Speaking in Parliament earlier this month, Cyril Ramaphosa said that “we are in rebuilding mode and correcting the mistakes of the past”. The government had learnt its lessons and South Africa was on a good trajectory. President Ramaphosa was clearly also encouraged by pledges made at last week’s investment conference.
But “mistakes corrected” and “lessons learnt”? Hardly had he spoken in Parliament than Raul de Luzenberger, chargé d’affaires of the European Union (EU) in Pretoria, identified a series of South African “challenges” facing European companies. They included the “particularly problematic” BEE ownership target, uncertainty over public procurement, costly localisation requirements, and the “new and significant risk” arising from this year’s employment equity legislation.
“For most EU investors,” said Mr de Luzenberger, “the overlapping and cumulative requirements of these multiple and changing policy frameworks make investment or expansion decisions particularly complex and, in some cases, prohibitive.”
The African National Congress (ANC) and its communist and trade union allies show less willingness to learn from their mistakes than did the National Party (NP). Barely two decades after they came to power in 1948, the “Nats”, as they were often called, began making pragmatic adjustments to their own apartheid policy.
Limited adjustments to segregated sport were made by John Vorster in 1967, the year after Hendrik Verwoerd was assassinated. Six years later Prime Minister Vorster lifted a ban on strikes by black African workers. His initial response to the revival of black unions was to ban their leaders, but in 1979 PW Botha’s government granted black African unions the same rights as had long been enjoyed by white, coloured, and Asian/Indian unions. By then the retreat from job reservation laws, formally signalled by Mr Vorster in 1973, was gathering momentum.

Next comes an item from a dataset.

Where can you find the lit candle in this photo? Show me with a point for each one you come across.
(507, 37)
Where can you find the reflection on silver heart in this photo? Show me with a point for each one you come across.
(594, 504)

Tax incentives were introduced to encourage the training of black workers. Also in the early 1970s, the Vorster government began to narrow the 17 to 1 per capita state expenditure gap between black African and white schoolchildren. Legislation in 1959 imposed apartheid on universities. But racial quotas and other segregationist measures in higher education were formally lifted in 1988, having earlier been allowed to erode.